Ice, by Anna Kavan.
http://www.redmood.com/kavan
Kafka cavorts with Plath in this post-apocalyptic
novel by the late Anna Kavan. A thermonuclear device
has been detonated, and the world slowly awaits its
fate as the planet freezes. In this new Ice Age, a
nameless narrator searches for the girl he loves. But
this isn't just another version of love among the
ruins. The imminent destruction of the world has set
in motion the erosion of civilization. Random acts of
violence and mass hysteria take over the cities, as
the icebergs creep closer. The tragicomic game of
political conquest takes place, starting in
Scandinavia, led by the vainglorious character called
the Warden. The narrator must vie with the Warden for
possession of the girl, whom the Warden has abducted.

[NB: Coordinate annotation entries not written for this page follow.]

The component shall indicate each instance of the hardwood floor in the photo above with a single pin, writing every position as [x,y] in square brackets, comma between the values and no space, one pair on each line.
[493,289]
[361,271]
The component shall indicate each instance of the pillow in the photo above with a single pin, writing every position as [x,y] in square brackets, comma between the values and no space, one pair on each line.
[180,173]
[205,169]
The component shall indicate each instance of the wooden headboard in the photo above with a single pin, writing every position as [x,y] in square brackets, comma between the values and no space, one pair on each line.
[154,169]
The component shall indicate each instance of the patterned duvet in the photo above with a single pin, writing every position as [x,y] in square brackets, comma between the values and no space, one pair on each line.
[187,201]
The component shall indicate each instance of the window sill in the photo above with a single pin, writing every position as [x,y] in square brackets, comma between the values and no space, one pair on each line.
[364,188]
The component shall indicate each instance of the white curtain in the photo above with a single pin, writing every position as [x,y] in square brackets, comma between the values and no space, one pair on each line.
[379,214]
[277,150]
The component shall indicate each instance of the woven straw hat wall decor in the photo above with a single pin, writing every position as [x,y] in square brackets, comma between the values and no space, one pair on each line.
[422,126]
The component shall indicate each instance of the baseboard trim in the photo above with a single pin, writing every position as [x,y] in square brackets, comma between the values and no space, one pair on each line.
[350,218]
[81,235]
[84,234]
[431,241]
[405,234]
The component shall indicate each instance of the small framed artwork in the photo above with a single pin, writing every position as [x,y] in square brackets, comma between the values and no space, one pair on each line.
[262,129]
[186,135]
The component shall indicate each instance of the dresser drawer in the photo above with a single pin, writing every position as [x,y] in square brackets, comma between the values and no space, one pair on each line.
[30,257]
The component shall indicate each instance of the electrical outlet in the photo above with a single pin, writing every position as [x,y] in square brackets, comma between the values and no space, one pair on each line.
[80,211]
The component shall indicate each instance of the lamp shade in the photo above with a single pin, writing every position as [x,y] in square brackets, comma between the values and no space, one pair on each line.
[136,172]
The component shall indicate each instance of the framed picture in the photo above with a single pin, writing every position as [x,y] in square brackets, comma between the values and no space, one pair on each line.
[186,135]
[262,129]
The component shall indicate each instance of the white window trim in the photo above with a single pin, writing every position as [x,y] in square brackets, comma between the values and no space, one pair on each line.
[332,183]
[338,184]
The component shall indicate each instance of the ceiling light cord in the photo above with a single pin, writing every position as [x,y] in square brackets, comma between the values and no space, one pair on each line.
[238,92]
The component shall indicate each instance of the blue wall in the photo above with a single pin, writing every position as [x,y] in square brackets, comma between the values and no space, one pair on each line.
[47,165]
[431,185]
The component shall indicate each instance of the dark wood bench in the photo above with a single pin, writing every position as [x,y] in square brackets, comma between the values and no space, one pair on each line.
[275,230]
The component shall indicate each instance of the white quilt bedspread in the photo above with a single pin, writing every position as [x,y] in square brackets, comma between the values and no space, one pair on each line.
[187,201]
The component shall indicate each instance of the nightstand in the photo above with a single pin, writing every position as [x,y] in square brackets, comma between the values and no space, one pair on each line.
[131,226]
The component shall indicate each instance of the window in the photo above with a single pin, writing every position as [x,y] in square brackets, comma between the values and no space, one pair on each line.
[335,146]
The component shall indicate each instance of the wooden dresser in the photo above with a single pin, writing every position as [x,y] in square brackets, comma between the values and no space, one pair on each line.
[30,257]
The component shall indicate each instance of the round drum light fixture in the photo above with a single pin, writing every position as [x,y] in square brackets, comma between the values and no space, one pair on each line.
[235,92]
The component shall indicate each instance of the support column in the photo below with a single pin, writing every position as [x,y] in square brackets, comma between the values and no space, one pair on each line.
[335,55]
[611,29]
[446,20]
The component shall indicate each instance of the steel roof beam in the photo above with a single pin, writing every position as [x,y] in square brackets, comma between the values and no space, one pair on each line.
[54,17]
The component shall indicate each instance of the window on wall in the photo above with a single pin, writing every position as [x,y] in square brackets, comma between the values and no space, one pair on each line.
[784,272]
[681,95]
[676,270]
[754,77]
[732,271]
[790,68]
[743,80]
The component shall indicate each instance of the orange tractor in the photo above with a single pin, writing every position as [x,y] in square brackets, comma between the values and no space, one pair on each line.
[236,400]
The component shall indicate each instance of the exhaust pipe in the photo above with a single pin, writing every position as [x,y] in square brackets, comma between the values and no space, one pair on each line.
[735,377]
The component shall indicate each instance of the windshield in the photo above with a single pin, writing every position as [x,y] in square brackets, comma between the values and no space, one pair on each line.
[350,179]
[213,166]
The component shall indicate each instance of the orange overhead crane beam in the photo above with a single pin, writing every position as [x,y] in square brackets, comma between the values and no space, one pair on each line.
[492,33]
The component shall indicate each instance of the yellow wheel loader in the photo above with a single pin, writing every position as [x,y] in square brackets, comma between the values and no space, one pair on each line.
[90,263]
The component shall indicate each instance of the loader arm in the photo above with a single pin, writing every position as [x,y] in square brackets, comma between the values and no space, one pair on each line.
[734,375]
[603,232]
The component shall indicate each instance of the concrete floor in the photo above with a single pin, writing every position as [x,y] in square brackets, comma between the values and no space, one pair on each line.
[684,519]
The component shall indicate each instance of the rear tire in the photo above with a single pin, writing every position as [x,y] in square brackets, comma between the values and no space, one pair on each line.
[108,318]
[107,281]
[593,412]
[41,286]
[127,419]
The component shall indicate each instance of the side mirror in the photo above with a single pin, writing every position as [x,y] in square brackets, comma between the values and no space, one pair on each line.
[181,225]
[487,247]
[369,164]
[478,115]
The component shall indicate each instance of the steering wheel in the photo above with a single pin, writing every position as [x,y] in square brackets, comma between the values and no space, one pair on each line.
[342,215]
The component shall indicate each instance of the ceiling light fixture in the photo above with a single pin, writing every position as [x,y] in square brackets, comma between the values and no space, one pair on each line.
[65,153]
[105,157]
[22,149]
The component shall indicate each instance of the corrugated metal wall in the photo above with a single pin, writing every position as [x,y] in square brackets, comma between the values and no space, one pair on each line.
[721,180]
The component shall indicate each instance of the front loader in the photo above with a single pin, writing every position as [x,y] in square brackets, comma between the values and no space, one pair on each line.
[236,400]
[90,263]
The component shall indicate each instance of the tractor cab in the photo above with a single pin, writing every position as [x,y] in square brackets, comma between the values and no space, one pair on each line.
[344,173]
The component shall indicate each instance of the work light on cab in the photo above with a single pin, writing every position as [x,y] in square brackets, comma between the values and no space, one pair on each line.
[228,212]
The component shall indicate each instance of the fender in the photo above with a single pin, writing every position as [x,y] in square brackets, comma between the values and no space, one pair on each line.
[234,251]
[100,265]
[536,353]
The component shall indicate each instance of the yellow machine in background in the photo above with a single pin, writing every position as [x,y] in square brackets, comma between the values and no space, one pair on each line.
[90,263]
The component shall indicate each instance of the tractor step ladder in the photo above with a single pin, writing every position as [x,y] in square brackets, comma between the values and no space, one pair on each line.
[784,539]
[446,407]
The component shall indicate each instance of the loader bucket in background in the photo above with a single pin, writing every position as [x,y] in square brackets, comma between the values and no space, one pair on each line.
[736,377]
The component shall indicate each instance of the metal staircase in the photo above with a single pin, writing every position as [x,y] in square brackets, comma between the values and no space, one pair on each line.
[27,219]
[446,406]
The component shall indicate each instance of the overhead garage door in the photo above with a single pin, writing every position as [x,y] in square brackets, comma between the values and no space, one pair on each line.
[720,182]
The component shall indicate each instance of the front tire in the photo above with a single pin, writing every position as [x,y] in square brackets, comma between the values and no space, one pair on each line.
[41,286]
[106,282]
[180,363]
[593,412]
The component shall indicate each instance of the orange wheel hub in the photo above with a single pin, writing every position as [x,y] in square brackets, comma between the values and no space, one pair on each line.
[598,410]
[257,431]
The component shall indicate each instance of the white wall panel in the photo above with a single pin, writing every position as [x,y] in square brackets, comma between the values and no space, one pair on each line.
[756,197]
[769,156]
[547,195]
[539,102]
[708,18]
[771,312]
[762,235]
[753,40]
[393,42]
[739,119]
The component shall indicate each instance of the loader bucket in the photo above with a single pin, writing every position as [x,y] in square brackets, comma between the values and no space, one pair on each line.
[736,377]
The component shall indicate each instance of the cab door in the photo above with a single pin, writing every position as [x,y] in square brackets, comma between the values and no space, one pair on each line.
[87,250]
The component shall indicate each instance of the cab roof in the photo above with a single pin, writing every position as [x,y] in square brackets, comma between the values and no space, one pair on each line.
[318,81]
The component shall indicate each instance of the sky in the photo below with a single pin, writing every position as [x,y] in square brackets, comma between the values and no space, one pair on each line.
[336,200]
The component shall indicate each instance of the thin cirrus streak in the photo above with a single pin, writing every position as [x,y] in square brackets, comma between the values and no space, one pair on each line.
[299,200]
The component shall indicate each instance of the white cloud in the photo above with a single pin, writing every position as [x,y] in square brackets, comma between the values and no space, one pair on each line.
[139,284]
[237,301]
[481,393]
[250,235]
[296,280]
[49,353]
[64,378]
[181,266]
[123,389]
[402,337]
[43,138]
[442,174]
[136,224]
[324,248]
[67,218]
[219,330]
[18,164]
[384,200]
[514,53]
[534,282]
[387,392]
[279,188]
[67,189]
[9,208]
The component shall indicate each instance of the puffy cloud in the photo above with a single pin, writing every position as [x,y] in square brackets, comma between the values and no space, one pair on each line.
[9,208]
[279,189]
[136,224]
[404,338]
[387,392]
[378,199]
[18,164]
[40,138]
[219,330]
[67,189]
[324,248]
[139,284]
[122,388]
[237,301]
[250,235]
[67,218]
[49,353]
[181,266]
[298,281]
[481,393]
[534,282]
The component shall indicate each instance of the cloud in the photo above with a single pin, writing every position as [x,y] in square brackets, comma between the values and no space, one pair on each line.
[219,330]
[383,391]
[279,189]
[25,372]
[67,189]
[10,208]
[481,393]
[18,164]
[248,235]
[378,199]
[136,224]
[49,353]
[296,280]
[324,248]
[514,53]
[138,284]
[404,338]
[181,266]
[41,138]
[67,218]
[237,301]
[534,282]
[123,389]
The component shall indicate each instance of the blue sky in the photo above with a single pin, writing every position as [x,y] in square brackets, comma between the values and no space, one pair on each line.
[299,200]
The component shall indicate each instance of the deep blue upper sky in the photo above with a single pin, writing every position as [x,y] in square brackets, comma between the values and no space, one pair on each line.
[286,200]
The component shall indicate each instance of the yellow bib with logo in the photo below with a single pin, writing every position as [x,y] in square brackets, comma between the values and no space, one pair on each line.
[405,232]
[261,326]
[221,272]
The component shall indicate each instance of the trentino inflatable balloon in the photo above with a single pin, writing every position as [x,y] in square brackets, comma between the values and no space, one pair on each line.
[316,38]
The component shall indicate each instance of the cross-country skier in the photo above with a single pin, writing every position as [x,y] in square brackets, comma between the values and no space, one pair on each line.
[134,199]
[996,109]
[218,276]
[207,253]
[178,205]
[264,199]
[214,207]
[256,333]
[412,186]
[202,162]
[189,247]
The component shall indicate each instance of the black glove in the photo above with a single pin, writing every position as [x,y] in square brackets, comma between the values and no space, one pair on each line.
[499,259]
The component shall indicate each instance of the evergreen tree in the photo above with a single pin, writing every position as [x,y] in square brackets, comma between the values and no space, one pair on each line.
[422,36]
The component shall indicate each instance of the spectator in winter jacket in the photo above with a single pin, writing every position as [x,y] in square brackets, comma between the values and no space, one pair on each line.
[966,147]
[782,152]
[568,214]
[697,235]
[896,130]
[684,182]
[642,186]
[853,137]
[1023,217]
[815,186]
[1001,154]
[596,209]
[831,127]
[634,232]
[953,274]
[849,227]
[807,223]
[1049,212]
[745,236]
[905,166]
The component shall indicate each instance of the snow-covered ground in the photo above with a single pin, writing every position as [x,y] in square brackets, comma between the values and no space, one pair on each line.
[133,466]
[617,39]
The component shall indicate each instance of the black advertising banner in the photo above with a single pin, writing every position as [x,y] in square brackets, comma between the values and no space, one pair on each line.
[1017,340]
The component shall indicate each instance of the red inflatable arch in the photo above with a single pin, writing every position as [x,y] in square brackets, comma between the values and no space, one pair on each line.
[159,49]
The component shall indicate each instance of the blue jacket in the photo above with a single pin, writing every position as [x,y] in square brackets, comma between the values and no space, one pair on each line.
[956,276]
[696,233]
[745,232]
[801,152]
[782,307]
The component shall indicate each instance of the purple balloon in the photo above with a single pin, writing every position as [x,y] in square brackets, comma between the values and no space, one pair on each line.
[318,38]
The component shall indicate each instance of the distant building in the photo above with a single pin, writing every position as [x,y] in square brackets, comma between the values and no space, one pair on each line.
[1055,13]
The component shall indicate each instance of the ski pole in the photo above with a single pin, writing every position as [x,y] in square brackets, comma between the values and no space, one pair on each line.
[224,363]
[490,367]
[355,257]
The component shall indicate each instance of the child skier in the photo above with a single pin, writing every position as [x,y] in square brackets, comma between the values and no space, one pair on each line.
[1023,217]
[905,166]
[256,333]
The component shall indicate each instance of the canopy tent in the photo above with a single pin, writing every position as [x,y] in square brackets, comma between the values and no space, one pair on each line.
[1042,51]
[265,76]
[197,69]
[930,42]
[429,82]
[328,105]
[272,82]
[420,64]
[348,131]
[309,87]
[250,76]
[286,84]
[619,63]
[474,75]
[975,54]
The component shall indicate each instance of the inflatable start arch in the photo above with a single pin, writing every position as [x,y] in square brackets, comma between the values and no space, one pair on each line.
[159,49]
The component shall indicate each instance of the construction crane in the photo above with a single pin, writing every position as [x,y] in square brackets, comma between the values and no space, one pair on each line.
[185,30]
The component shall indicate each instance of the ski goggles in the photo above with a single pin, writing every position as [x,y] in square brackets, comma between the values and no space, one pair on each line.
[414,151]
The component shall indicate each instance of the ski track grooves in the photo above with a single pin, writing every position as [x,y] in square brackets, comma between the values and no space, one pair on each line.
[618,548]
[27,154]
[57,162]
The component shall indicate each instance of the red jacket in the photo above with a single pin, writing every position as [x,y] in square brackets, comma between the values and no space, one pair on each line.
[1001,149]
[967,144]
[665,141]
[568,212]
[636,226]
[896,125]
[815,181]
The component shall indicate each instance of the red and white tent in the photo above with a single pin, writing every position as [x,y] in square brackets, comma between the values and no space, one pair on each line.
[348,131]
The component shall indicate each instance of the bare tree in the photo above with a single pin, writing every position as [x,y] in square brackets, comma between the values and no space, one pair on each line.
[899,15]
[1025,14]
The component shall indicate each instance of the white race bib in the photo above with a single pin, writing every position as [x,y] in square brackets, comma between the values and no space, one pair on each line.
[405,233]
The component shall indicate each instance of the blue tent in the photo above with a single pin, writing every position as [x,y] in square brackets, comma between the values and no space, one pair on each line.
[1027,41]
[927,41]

The relationship between the narrator and the girl is
not healthy in the least. He views her
contemptuously, as a born victim, and believes that
only he has a right to brutalize her. The girl
herself--with her white-blonde hair and fragility, is
a study in passive-aggression. She can be downright
cruel. Several times during the novel, the anti-hero
leaves her, only to take up the search again. The two
men fight over the girl, without actual care for her;
she is merely a pretty prop on which hang their
aggressions and neuroses. It mirrors the futility of
the political games, where the various powers vie to
gain power over a dying world. There is a Kafkaesque
sense of absurdity, along with that author's
existential despair of humankind's folly.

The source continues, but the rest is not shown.